Personal injury attorney Eli Stiers moved to South Florida in 2005 and would ride his bike and train for triathlons. But in 2012, after experienced cyclist and traithlete Aaron Cohen was killed in a hit-and-run accident on the Rickenbacker Causeway on Miami’s Key Biscayne — on a stretch that Stiers regularly rode — “it all crystallized.” Coupled with the fact that Stiers has three kids, he finds himself riding less and less.
“I began to realize South Florida was just a very dangerous place to ride,” he says. “People have been hit and even lost their lives, and this is just an unfortunate reality of living in South Florida.”
Following Cohen’s death, Stiers helped draft the Aaron Cohen Law that now requires a mandatory minimum sentence of four years to anyone who leaves the scene of an accident with serious injuries or death to a “vulnerable road user,” or cyclist, pedestrian, motorcycle rider or roadway worker.
“Even when the financial benefit to me is minimal I almost always take a cycling case,” Stiers says. “I am fighting a bigger fight, trying to help a fellow brother- or sister-in-arms who is out there on the roadways, just like me, but unfortunately became one of the well-known statistics in Florida.”
It’s hard to prove that a driver was distracted, and police officers can only pull over a motorist for texting as a secondary offense, which means unless the vehicle is speeding, has a busted taillight or some other problem. But Stiers stresses that texting while driving and speeding are the greatest threats to pedestrians’ and cyclists’ lives.
“If a pedestrian or cyclist gets hit by a car going 40 or 50 miles an hour, the injuries are catastrophic,” he says. “You’re talking about multiple fractured limbs, hospital bills in the six figures, and the need for future medical care.”
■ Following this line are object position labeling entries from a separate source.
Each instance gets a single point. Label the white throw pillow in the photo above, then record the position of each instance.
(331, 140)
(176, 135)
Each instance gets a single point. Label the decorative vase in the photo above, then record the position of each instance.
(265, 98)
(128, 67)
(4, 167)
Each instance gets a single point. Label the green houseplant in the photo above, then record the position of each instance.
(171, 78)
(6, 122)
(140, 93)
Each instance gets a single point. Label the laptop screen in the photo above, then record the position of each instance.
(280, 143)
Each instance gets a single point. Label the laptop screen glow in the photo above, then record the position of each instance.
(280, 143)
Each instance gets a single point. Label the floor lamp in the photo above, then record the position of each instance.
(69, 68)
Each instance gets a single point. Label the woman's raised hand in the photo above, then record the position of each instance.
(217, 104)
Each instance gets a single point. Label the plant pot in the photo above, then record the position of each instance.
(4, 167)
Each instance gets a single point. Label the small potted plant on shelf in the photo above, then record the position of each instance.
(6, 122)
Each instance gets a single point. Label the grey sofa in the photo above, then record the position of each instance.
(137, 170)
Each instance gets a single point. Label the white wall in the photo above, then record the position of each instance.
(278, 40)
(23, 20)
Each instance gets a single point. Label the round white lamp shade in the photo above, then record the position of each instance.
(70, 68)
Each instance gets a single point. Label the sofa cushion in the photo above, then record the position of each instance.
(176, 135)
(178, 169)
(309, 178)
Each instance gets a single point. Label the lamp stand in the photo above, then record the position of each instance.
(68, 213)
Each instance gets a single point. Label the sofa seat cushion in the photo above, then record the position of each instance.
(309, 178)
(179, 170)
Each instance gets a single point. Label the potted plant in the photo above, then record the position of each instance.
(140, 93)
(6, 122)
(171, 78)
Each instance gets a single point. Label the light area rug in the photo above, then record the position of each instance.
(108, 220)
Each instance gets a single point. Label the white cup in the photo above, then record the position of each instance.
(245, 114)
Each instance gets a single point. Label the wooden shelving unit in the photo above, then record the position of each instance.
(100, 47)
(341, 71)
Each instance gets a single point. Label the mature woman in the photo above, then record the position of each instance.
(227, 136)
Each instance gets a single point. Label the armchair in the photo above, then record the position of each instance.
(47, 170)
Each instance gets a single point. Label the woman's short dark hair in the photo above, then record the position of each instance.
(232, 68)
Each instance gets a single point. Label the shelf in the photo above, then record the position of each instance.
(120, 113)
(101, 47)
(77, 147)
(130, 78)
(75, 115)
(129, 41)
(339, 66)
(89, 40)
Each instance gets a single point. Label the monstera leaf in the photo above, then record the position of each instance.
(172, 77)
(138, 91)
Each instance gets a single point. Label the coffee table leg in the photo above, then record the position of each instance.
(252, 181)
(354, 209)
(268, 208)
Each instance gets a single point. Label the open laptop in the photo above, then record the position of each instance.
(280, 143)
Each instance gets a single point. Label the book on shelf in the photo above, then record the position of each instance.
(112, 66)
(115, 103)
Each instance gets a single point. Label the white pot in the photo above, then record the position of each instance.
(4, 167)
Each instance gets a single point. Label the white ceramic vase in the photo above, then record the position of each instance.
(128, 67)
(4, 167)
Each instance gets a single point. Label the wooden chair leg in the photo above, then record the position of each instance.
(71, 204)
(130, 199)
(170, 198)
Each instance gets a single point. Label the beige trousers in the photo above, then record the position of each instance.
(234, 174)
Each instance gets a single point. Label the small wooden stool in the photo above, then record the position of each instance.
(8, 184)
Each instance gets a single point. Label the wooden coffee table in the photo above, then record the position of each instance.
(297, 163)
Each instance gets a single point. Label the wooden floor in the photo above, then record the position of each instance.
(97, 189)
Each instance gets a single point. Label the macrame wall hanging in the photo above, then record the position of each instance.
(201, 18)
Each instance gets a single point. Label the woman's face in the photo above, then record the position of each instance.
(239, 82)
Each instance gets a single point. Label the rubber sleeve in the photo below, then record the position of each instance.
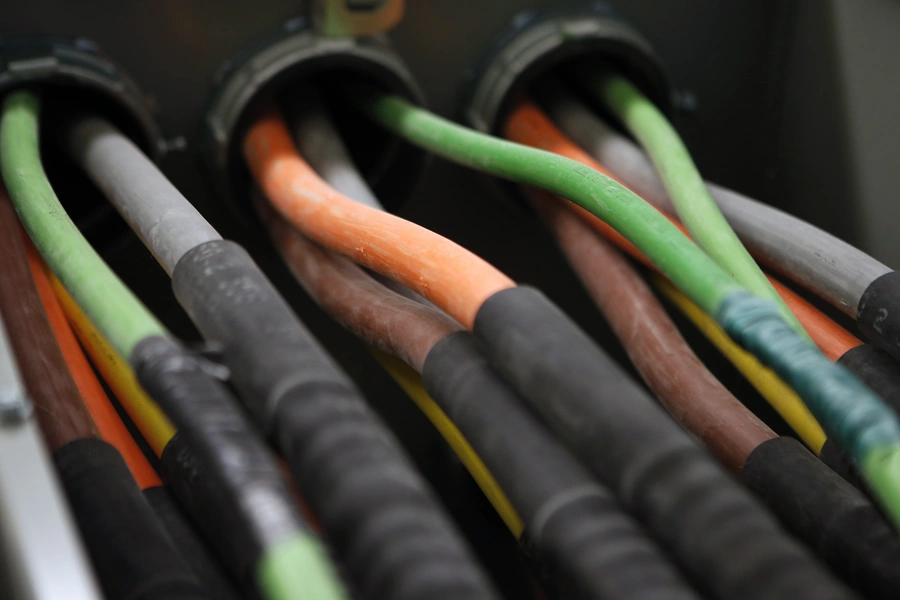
(129, 549)
(193, 550)
(830, 514)
(252, 508)
(60, 411)
(858, 420)
(376, 510)
(877, 370)
(878, 314)
(722, 537)
(574, 522)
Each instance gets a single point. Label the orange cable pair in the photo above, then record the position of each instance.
(445, 273)
(529, 125)
(105, 417)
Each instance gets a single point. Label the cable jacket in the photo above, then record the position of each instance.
(117, 312)
(59, 409)
(150, 420)
(420, 259)
(102, 412)
(594, 549)
(878, 310)
(377, 512)
(389, 322)
(679, 258)
(821, 508)
(693, 203)
(858, 420)
(719, 534)
(411, 382)
(129, 549)
(691, 394)
(833, 517)
(254, 514)
(194, 551)
(166, 222)
(793, 248)
(528, 125)
(779, 395)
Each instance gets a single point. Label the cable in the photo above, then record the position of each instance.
(857, 419)
(432, 263)
(128, 548)
(409, 379)
(600, 414)
(679, 174)
(150, 420)
(549, 491)
(764, 380)
(528, 125)
(192, 551)
(275, 544)
(805, 494)
(104, 415)
(813, 258)
(43, 554)
(672, 371)
(297, 394)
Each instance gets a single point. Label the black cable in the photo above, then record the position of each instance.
(731, 547)
(377, 512)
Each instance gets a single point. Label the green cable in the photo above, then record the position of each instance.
(293, 570)
(846, 409)
(673, 252)
(112, 307)
(696, 208)
(298, 567)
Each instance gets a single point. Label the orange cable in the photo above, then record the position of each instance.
(95, 399)
(440, 270)
(529, 125)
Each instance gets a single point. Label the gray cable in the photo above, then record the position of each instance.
(168, 225)
(813, 258)
(41, 552)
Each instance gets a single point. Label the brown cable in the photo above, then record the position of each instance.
(58, 405)
(392, 323)
(691, 394)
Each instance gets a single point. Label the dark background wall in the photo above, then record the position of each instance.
(773, 120)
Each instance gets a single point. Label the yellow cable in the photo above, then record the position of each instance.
(780, 396)
(411, 383)
(144, 412)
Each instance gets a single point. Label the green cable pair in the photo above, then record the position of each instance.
(848, 411)
(295, 568)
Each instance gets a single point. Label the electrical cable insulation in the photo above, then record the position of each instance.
(145, 413)
(368, 236)
(611, 393)
(409, 379)
(190, 548)
(128, 547)
(528, 125)
(858, 420)
(679, 174)
(104, 415)
(264, 529)
(805, 254)
(825, 511)
(226, 295)
(665, 361)
(553, 494)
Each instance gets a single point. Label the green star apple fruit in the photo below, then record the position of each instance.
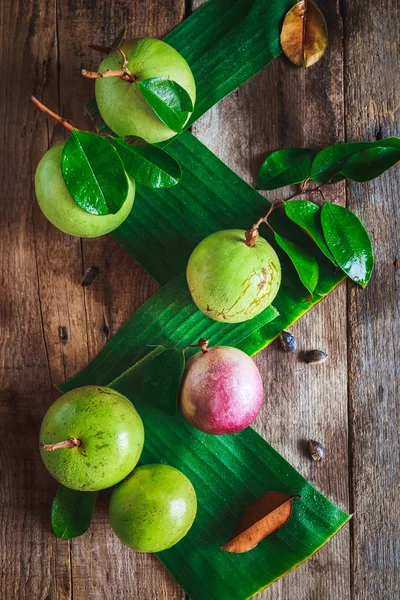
(153, 509)
(122, 104)
(231, 280)
(91, 438)
(60, 209)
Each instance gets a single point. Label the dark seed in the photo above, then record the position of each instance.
(288, 341)
(63, 334)
(90, 276)
(315, 357)
(317, 451)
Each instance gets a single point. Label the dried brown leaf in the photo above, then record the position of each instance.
(304, 35)
(267, 514)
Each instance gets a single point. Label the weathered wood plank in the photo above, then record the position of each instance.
(33, 563)
(372, 79)
(101, 566)
(287, 107)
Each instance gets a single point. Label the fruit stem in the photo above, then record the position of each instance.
(124, 73)
(202, 344)
(49, 112)
(68, 443)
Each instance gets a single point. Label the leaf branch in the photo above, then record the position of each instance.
(49, 112)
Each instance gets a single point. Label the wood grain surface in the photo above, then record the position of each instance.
(50, 326)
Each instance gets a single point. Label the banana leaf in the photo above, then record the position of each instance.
(229, 473)
(226, 43)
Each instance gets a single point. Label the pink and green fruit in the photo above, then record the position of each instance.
(91, 438)
(121, 103)
(60, 209)
(230, 281)
(153, 509)
(221, 390)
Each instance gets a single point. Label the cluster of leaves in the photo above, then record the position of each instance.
(94, 167)
(358, 161)
(340, 236)
(336, 231)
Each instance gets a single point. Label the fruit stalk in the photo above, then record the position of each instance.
(124, 73)
(49, 112)
(69, 443)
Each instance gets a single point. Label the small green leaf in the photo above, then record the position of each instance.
(370, 163)
(148, 164)
(170, 101)
(93, 173)
(71, 512)
(304, 262)
(285, 167)
(162, 380)
(329, 163)
(348, 241)
(308, 216)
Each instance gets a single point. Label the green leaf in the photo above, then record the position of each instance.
(170, 319)
(370, 163)
(330, 162)
(303, 261)
(148, 164)
(71, 512)
(94, 173)
(229, 473)
(285, 167)
(169, 100)
(348, 241)
(163, 379)
(211, 197)
(308, 216)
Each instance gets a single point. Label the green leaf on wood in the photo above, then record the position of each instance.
(348, 241)
(370, 163)
(329, 163)
(308, 216)
(228, 474)
(171, 319)
(119, 39)
(93, 173)
(148, 164)
(169, 100)
(71, 512)
(162, 380)
(303, 261)
(285, 167)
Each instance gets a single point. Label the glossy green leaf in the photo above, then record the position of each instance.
(148, 164)
(162, 380)
(308, 216)
(94, 173)
(370, 163)
(71, 512)
(330, 162)
(285, 167)
(228, 473)
(169, 100)
(348, 241)
(303, 261)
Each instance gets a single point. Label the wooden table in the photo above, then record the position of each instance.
(51, 326)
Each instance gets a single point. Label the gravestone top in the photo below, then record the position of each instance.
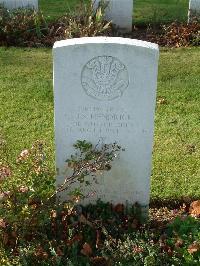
(120, 12)
(105, 90)
(105, 40)
(13, 4)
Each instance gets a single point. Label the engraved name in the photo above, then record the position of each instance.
(104, 78)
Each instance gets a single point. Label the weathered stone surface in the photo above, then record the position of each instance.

Until there is dependable mass transit across South Florida, Stiers believes that building better and safer pedestrian and cycling infrastructure is the best way to get more people out of their cars and reduce traffic and congestion. He recommends installing protected bike lanes, which would add some much needed separation between the cyclists and the vehicles whizzing past them with either a plastic pole or semi-circle shaped barrier called an “armadillo.”
“If we want more people to ride,” he says, “we have to make the conditions on the roadways as safe as possible.”